Amy Ochkie, one of the few female officials in the area, said she is constantly talking to the students in the classes she teaches at Moline High School, urging them to officiate.
She said Augustana College makes an effort to get students involved in officiating intramural games with the hope that some of them will continue after college.
Boyages, of the Big Ten, said student involvement is being taken to another level at some schools, including Ohio State. Students there can take an actual class in officiating before getting involved in intramural games.
“I think the student population is where we need to hit," Ochkie said. “I know in volleyball we’re seeing a huge break in the age of officials. We have some really old officials and then some young ones and not a lot in-between. And a lot of the young ones we‘re getting get out after a year or two."

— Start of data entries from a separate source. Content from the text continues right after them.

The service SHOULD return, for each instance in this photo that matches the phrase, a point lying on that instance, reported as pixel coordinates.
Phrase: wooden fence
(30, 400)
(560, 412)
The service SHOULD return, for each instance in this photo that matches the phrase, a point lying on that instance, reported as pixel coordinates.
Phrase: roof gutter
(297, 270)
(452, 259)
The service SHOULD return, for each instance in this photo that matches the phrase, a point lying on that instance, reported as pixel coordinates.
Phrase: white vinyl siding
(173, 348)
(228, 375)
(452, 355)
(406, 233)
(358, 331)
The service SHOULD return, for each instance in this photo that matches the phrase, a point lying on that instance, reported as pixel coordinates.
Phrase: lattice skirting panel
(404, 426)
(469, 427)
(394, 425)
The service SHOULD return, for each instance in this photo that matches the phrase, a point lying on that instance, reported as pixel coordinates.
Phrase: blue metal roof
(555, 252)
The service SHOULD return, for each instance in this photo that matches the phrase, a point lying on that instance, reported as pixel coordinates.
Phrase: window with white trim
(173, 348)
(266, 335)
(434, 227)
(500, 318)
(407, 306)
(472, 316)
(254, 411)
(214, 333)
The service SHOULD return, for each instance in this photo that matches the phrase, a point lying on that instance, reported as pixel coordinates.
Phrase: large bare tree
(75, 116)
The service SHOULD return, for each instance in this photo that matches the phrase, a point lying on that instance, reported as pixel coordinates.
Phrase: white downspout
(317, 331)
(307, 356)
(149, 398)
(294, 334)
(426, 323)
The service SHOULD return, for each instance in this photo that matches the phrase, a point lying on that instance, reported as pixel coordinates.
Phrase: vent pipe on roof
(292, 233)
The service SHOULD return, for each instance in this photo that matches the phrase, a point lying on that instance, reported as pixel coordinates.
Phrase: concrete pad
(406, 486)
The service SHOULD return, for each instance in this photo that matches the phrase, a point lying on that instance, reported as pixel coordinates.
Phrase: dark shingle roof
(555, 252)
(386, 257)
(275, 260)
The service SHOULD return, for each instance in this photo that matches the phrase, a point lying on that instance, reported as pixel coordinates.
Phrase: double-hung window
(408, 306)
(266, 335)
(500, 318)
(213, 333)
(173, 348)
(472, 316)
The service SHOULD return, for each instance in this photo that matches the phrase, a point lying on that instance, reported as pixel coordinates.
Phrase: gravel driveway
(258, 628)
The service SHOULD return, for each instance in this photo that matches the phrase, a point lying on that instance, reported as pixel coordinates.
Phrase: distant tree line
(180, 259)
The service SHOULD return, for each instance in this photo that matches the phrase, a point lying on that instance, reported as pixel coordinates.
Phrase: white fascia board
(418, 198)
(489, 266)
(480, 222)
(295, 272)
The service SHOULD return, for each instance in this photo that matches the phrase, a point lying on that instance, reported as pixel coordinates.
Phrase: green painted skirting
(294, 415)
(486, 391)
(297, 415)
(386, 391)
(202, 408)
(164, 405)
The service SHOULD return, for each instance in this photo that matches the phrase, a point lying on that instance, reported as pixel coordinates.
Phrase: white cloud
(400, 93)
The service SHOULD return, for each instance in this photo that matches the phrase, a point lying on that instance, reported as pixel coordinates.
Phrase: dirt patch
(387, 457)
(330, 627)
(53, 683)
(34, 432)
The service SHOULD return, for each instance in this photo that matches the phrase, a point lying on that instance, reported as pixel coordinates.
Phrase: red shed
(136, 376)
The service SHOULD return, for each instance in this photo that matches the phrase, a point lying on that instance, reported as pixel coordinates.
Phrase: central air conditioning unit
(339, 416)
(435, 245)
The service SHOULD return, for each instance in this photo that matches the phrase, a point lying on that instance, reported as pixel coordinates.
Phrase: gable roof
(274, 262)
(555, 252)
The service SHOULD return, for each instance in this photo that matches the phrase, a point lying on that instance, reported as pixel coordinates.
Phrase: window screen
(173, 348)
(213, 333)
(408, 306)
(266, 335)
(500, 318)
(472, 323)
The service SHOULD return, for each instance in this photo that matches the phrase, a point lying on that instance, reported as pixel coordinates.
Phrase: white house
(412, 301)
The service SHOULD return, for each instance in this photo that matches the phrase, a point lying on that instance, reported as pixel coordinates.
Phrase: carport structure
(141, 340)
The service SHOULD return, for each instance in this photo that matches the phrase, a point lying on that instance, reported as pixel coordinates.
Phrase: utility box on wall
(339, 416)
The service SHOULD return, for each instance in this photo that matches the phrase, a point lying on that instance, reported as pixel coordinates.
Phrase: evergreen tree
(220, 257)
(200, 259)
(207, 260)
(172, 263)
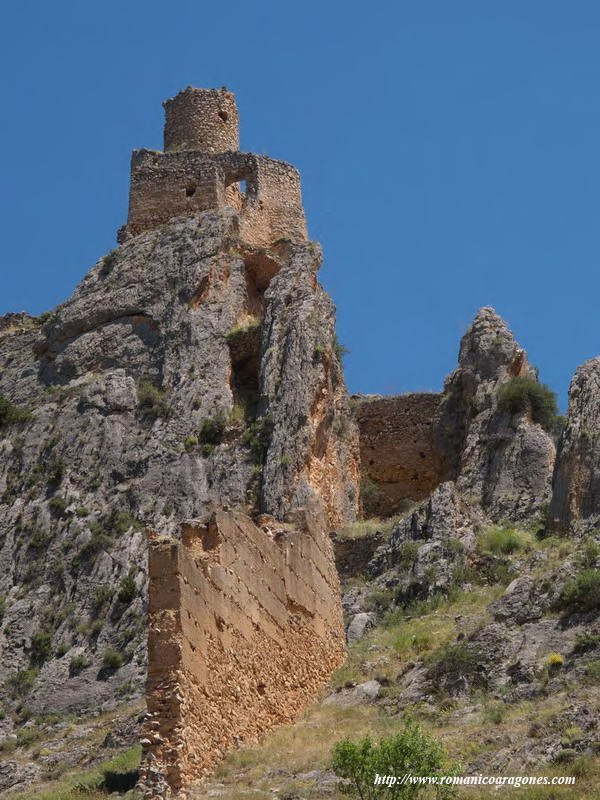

Ochkie said there also is a need to better train officials.
In both Iowa and Illinois, becoming an official amounts to simply taking a test and going through an online clinic — without ever being taught what to do in a competitive environment.
“Through the years I’ve worked with a lot of officials, and a lot of them don’t hang around very long," Ochkie said. “They don’t get a lot of training, and they get thrown out there to do things they’re not ready for, yet.
“They should be pairing them with veteran officials, so they can work with somebody who really knows what they’re doing. Too often, we stick two new officials together."
Both Brittain and Curtis said there is a need to set up mentoring programs in which older officials work with younger ones. Curtis said it’s already being done in wrestling in Iowa and hopefully will be expanded into other sports.
Some officials have taken it upon themselves to mentor younger officials.
“Whenever possible, I try to work with some newer guys, so I can try to help them learn," Ferris said. “The challenge always is managing the game without appearing to manage it."
Ochkie said the mentoring is critical to keeping young officials from becoming too frustrated.
“If I hadn’t had good mentors in the beginning, I would have quit basketball right away," she said. “There is so much to learn about trying to get into the right position and where to go, what to do. It’s a fast-moving game, and you don’t have time to think. I had some really good guys I worked with who brought me along. If it hadn’t been for them, I would have quit."
Brittain is optimistic that high school athletics never will get to the point where the number or the quality of games will be compromised by a lack of qualified officials.
“What happens going forward?" he asked. "I’m kind of one of these guys who thinks we get to that point where it’s that short, there will be people who will step up and take those places. But maybe there won’t be. I don’t know.
“There will be some people who will be more fearful. I’m not fearful. I have hope that the people will step up."
He hopes there will be more people like Tom Knight, officiating in the Quad-Cities for his 11th year. A former Davenport Assumption athlete who served as the manager for the basketball team at Northern Iowa, Knight was coaxed into officiating by Rick Hartzell, then-athletic director at UNI and a Division I basketball official.
Knight is glad he did it and can’t envision himself not officiating — in spite of those nights when fans find fault with everything he does.
“Why do you stay with it? You love the game," he said. “At some point, you can’t play it forever, so it’s a nice way to stay around the game."